This area of D.C. was deserted at this late hour and there were no residences nearby. The only people wandering out to see what had happened were obviously homeless.
Robie watched as one old man dressed in ragged jeans and a shirt turned black by living on the street stumbled out onto the sidewalk from his home of cardboard and plastic trash bags inside a doorway. He looked at the bonfire that had once been a bus with passengers inside and called out between rotted teeth, “Damn, anybody got something good to grill?”
Robie slowly rose. He was bruised and sore and would be even more bruised and sore tomorrow. He looked around for the girl and found her ten feet from where he had landed.
She lay next to a parked Saturn whose side windows had been blown out by the blast. Robie raced to her and gingerly turned her over. He felt for a pulse, found it, and breathed a sigh of relief. He checked her over. No blood, a few scratches on her face from where her skin had collided with the rough pavement. She would live.
A few moments later her eyes opened.
Robie eyed the grenade that she still clutched in her hand.
“Did you leave a real one of those on the bus?”
She sat up slowly, looked toward the demolished bus.
Robie expected the sight to evoke some reaction from her, but she said nothing.
“Somebody really wants you dead,” he said. “Any idea why?”
She got to her feet, spotted the knapsack lying a few feet away, and retrieved it, dusting off the outside and putting the strap over her shoulder. She looked up at Robie, who towered over her.
“Where’s your gun?” she asked.
This caught him off guard. He didn’t know where his gun had gone. He looked around, then squatted down and looked under a few cars parked on the street. There was a storm drain. It might have fallen in there when he’d gotten blasted off his feet.
“I’d find it if I were you.”
He looked at her. She was watching him from a few feet away.
“Why?”
“Because you’re probably going to need it.”
“Why?” he asked again.
“Because you’ve been seen with me.”
He rose.

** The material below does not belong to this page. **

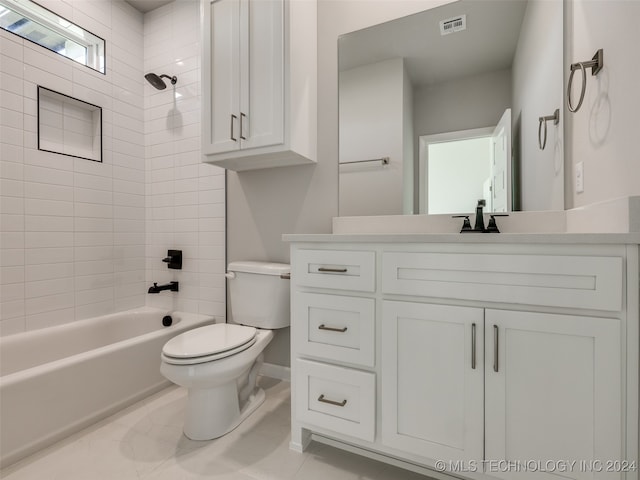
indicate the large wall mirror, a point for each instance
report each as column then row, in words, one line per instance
column 442, row 108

He could hear more sirens. Someone had finally called it in, because they were getting louder. The responders were heading this way. The homeless guy was now dancing around the bonfire yelling about wanting some “damn s’mores.”
Robie said, “And why is that significant?”
She glanced at the destroyed bus. “What? Are you stupid?”
He gave up the search for his gun and came over to her.
Robie said, “You need to go to the police. They can protect you.”
“Yeah, right.”
“You don’t think they can?”
“If I were you I’d get out of here.”
Robie said, “There’s no one left alive on that bus to tell the cops what happened.”
“What do you think happened?” she asked.
“Over thirty people just lost their lives on that bus, including a guy who was trying to kill you.”
“That’s your theory. Where’s your proof?”
“The proof is in that bus. Some of it. The rest is in your head, presumably.”
“Again, your theory.”
She turned and started to walk off.
Robie watched her for a few moments. “You can’t do this alone, you know,” he said. “You’ve already screwed up, or got ratted out.”
She turned back. “What do you mean?” For the first time she sounded interested in what he had to say.
“They already followed you to the bus or they were waiting for you. If the latter, you were set up. They had advance intel. Knew the bus, the time, everything. So either you screwed up and let them follow you, somehow, or else someone you trusted turned on you. It’s either one or it’s the other.”
She looked over his shoulder at the burning mass of metal and flesh.
He asked, “How did you spot the guy on the bus? Looked to me like he had a clean kill angle.”
“Reflection in my window. Tinted glass, overhead light inside, dark outside equals a mirror. Simple science.”
“You were reading a book.”
“I was pretending to read a book. I saw the guy sit down behind me. He passed by three empty rows. Made me think, you know? Plus I saw him get on. He was doing his best not to let me see him.”
“So you would’ve recognized him?”
“Maybe.”
“I was behind you too.”
“Too far behind to do you any good.”
“So you spotted me too?”
She shrugged. “You just get used to checking stuff out.”